Me endireitei de golpe, sintiendo como o sangre subia às minhas bochechas.
— Sinto muito — murmurei, alisando o tecido folgado do vestido que ele mesmo havia escolhido para "disfarçar meus excesos".
— Faze-o por mim, querido. — Gael me deu um beijo rápido na tempora, frio e seco, antes de subir ao palco —. Lembra-te: nada de bolo.
O vi afastar-se, tão lindo, tão perfeito em seu terno italiano, ao meu redor o salão de baile da nossa mansão em Puerto Andraka brilhava com lustres de cristal e joias caras, eu me sentia uma impostora, uma mancha grande e desajeitada em uma tela imaculada.
Irene, minha melhor amiga, apareceu ao meu lado com uma taça de champanhe, usava um vestido vermelho sangue, tão justo que se marcavam sus costillas.
— Feliz aniversario, gordinha — disse com essa doçura venenosa que eu semper confundia com confiança —. ¿Não te sufocas com tanto tecido? Deverias ter colocado o vermelho que te disse.
— Gael dijo que este é mais… elegante — respondi, baixando o olhar.
— Claro, Gael siempre cuidando para que não faças o ridículo, tens sorte de que te queira tanto, apesar de… bem, de todo.
Antes de que pudesse responder, a voz do meu marido ecoou pelos alto-falantes.
—¡Por Nuria! — brindou, erguendo sua taça em minha direção —. Pela mulher que sustenta meu lar.
Todos aplaudiram e eu bebi um gole de água, porque o champanhe tinha "calorias demais", y senti uma lágrima de gratidão. «Ele me ama», pensó. «É duro comigo porque quer que eu seja melhor».
A festa continuau, Gael desapareceu uma hora depois, alegando uma chamada urgente de investidores, esperei um pouco e decidi subir para procurá-lo para agradecer-the pelo colar de diamantes que me ha enviado aquela manhã, queria tentar, por una vez, que me olhasse com deseo e não com crítica. Subi a la escalera de mármol, el corredor estaba en silencio, mas ao aproximar-me do seu ecritório, escutei risos e gemidos.

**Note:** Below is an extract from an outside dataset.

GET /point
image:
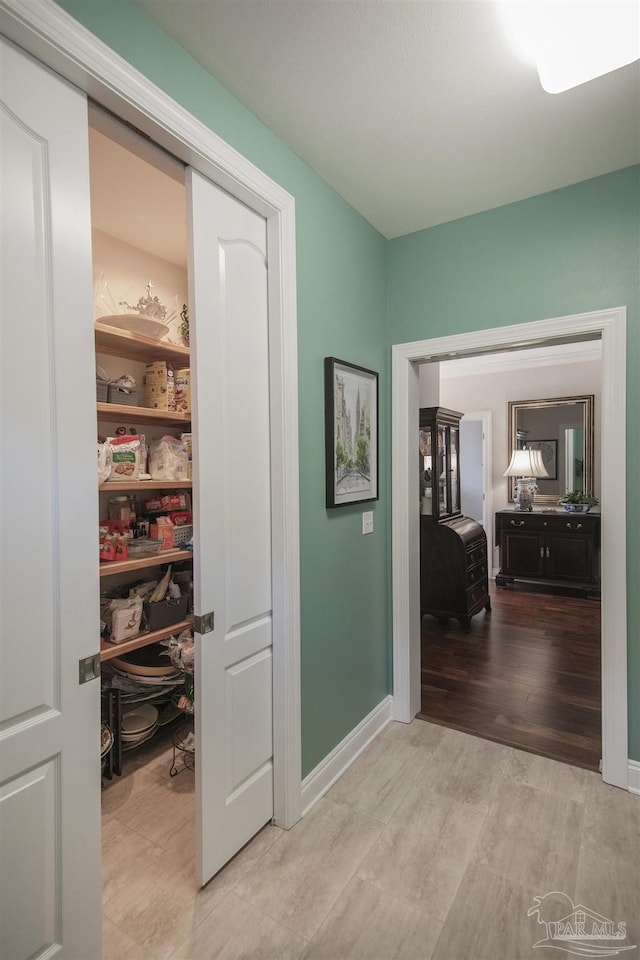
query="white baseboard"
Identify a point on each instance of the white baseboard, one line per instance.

A porta estava entreaberta, meu coração parou. «Não entres, se entrares, morres».
Paralelamente, entrei.
Gael estaba sentado en su escrito de mogno, Irene estaba sobre él, con el vestido rojo levantado a la cintura, moviéndose con frenesi, mientras los hombres de mi marido apertavam esses quadris ossudos con una paixão que jamais havia demostrado a mim.
— Diz-me que gostas mais — arquejou Irene, jogando a cabeza para trás.
— Encantas-me — rosnou Gael —. Es leve, estética y perfecta.
— ¿E ela?
— ¿Núria? — Gael soltou uma risada cruel que me gelou o sangre —. Deitar-me com ela é como afogar-se em gordura, é uma vaca, baby, não vejo a hora de conseguir sua assinatura para os terrenos e deixá-la na rua.
O mundo desabou sobre mim.
Não foi a infidelidade, foi o nojo, a forma como falava do meu corpo, esse corpo que ele havia jurado amar no altar, escapou-me um soluço abafado.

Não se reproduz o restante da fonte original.